Ventes de matériels de chantier en 2009 : – 57%

Les ventes de matériels en 2009 se sont effondrées, par rapport à une année 2008 qui avait bien commencé. Le syndicat des importateurs voit une reprise au mieux de 10% cette année. Et espère une reprise plus significative, bien qu’à un rythme modéré, en 2011.

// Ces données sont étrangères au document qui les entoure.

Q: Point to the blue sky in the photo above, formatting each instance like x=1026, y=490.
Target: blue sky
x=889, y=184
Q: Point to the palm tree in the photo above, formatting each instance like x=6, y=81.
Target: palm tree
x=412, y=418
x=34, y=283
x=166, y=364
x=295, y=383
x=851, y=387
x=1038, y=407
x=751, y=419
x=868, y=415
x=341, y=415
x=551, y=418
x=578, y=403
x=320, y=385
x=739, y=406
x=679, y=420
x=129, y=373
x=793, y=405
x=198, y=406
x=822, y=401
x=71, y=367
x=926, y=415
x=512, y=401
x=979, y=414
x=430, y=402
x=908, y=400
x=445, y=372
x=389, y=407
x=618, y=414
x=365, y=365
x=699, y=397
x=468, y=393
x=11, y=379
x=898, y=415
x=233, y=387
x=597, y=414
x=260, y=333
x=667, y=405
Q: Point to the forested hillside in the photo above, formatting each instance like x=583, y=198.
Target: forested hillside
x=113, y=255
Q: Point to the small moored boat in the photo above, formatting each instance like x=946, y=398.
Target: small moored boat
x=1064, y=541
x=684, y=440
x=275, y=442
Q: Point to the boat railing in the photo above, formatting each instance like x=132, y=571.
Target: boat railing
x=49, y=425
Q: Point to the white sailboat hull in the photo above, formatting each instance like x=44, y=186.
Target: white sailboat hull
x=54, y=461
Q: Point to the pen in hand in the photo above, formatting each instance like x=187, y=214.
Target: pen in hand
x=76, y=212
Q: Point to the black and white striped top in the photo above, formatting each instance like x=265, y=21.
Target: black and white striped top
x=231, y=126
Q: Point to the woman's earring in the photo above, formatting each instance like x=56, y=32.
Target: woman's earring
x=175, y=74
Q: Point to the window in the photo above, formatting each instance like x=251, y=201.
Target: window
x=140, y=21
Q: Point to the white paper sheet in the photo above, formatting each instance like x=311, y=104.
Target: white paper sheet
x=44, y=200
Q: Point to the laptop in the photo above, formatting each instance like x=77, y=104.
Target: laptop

C’est sur des ventes de matériels de chantier à – 57%, en unités, que s’est achevée l’année 2009. En chiffre d’affaires, la chute a été de 48,5%, à 1,8 milliards d’euros. Alain Rosaz, le président du Seimat (Syndicat des entreprises internationales de matériels de travaux publics, mines et carrières, bâtiment et levage) avoue avoir été optimiste, alors qu’il prévoyait, au début de l’année dernière une tendance à – 30%. « Nous sommes retournés au niveau de 1993 » constate-t-il.

Collectivités locales

C’est donc une année d’effondrement qu’ont connu les matériels en France. Toutes les catégories de matériels sont concernés, avec toutefois des fortunes diverses. Les matériels lourds de terrassement, niveleuses, tracteurs sur chenilles, chargeuses sur chenilles, tombereaux rigides, ont souffert à la fois d’une année de fin de grands travaux et de l’arrêt des investissements des grandes entreprises. Les pelles et des les chargeuses sur pneus, les matériels de terrassement les plus vendus, tournent autour des – 60%. Le marché des tombereaux articulés, à – 83 % – a été affecté par des importations de matériels quasi-neufs, vendus par les loueurs, notamment britanniques, dit Alain Rosaz. Des ventes soutenues par le faible cours de la livre. Les chargeuses-pelleteuses ont connu un sort moins grave) – 50%. Ces matériels, en perte de vitesse dans notre pays, auraient bénéficié du soutien des ventes des collectivités locales. Même phénomène pour les chariots à portée variable, à – 33%, qui, eux, ont bénéficié, en début d’année, de la demande des agriculteurs.
Les ventes de minipelles, très affectées par le quasi-arrêt des investissements des loueurs, dès l’automne 2008, sont à « seulement » – 55%, car il subsiste une demande résiduelle des entrepreneurs, fait observer Jean-Marie Osdoit, vice-président du Seimat. Les ventes de grues mobiles, à – 37%, à d’une profession qui travaille seulement en partie pour le BTP, se portent relativement moins mal.

Entretien

Quant aux grands comptes, on sait que sous la pression de leurs directions financières, ils ont freiné drastiquement leurs investissements en matériels mobiles. Leurs parcs sont jeunes et ils font tourner, en cas de besoin, des machines fatiguées. Conséquence : le maintien de la part des réseaux de distributeurs, des facturations de main d’œuvre, alors que le ventes de pièces diminuent – au total le chiffre d’affaires entretien fléchit de 10 à 15%. « C’est beaucoup » commente Alain Rosaz.  » Les entreprises font le strict minimum », ajoute Jean-Marie Osdoit. Et 2010 ? le Seimat prévoit une reprise « mécanique » – suscitée par des besoins immédiats – de 5 à 10% pour le premier semestre. « Si nous achevons cette année sur un + 10% nous pourrons nous estimer heureux ».
La perspective du retour de grands chantiers en 2011, pourrait entraîner un retour des investissements de grandes entreprises, espère Alain Rosaz.